Orang yang tangannya meraba belalainya berkata:
“Makhluk ini seperti sebuah pipa air.”

Bagi orang yang tangannya menyentuh telinganya,
ia tampak seperti sebuah kipas.

Orang yang lainnya lagi, yang memegang kakiknya,
berkata: “Menurutku bentuk gajah itu seperti sebuah pilar.”

Yang lainnya, yang mengusap punggungnya, berkata:
“Sesungguhnya, gajah ini seperti sebuah singgasana.”

Demikianlah, ketika seseorang mendengar (penjelasan
mengenai sang gajah), dia memahaminya (hanya) sesuai
dengan bagian yang disentuhnya saja.

Berdasarkan (beragamnya) yang menjadi tempat (obyek) dari
pandangan, berbeda-bedalah pernyataan mereka: satu orang
mengatakannya bengkok seperti “dal,” yang lainnya mengatakan
lurus seperti “alif.”

Seandainya masing-masing orang memegang lilin di tangannya,
tiada perbedaan di dalam kata-kata mereka.

Pandangan persepsi-inderawi itu hanyalah bagaikan
telapak tangan; tidaklah telapak tangan itu mempunyai
kemampuan untuk meraih keseluruhan gajah.

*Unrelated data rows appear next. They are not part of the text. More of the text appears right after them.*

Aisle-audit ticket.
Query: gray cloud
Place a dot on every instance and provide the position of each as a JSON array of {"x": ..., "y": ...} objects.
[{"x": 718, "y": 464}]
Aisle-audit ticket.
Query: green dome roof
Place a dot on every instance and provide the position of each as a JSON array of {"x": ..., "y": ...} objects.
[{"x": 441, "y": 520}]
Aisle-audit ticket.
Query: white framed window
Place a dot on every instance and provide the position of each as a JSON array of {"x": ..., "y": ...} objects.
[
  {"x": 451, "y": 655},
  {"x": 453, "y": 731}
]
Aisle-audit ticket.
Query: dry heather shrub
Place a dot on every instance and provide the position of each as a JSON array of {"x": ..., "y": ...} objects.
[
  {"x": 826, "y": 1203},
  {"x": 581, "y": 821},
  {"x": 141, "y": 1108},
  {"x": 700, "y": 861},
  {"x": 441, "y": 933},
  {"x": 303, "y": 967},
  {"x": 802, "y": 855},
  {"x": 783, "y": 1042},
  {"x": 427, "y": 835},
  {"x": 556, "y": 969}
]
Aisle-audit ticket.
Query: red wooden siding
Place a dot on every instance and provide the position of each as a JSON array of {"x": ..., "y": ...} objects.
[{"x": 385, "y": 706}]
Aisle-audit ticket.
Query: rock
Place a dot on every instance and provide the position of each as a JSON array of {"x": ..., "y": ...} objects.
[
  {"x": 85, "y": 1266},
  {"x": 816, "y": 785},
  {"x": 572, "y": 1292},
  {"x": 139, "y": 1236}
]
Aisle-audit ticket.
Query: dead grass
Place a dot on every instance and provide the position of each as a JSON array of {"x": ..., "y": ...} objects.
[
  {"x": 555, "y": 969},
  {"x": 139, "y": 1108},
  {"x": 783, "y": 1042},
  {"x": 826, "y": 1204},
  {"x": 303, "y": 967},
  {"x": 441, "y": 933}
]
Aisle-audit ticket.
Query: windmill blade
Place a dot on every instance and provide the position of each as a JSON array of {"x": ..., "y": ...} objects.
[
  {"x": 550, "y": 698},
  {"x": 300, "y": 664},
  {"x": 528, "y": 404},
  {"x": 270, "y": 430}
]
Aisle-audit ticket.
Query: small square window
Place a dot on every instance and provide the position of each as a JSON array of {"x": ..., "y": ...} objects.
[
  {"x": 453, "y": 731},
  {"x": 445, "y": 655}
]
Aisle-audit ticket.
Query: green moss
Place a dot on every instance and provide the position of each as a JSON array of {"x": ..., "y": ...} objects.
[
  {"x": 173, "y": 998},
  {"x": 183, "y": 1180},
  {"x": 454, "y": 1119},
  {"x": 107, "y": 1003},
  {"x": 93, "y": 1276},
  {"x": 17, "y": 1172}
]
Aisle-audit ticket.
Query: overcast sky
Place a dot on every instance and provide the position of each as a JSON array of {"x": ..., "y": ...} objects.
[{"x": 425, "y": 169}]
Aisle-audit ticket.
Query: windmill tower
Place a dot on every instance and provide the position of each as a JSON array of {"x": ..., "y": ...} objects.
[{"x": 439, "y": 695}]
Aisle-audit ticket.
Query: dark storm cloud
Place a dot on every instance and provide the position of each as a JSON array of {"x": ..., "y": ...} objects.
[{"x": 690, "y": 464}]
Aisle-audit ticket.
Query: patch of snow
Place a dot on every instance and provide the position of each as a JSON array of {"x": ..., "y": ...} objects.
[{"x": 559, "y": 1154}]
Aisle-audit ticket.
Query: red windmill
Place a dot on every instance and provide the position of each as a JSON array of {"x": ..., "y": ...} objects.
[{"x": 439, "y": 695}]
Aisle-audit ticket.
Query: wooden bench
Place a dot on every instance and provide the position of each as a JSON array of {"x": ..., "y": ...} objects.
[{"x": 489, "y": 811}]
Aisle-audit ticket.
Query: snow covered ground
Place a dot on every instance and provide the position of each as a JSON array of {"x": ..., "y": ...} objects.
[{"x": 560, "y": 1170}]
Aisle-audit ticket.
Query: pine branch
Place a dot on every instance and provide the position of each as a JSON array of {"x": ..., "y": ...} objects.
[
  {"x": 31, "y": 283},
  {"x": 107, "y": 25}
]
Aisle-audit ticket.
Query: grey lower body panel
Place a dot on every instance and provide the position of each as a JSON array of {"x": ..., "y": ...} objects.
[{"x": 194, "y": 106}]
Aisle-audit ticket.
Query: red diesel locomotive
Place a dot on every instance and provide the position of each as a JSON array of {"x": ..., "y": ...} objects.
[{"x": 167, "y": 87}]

Mata bagi Lautan adalah suatu hal, sedangkan buih itu
suatu hal yang lain lagi: tinggalkan buih dan lihatlah
dengan mata bagi Lautan.

Siang-malam, tiada hentinya gerakan arus-buih dari Lautan:
engkau menatap buih, tetapi tidak Lautnya.

Kita bertumbukan satu sama lain, bagaikan perahu:
mata-mata kita gelap, sungguhpun kita berada di air yang jernih.

Wahai engkau yang telah tertidur di dalam perahu raga,
engkau telah melihat air, tetapi lihatlah kepada AIR dari air itu.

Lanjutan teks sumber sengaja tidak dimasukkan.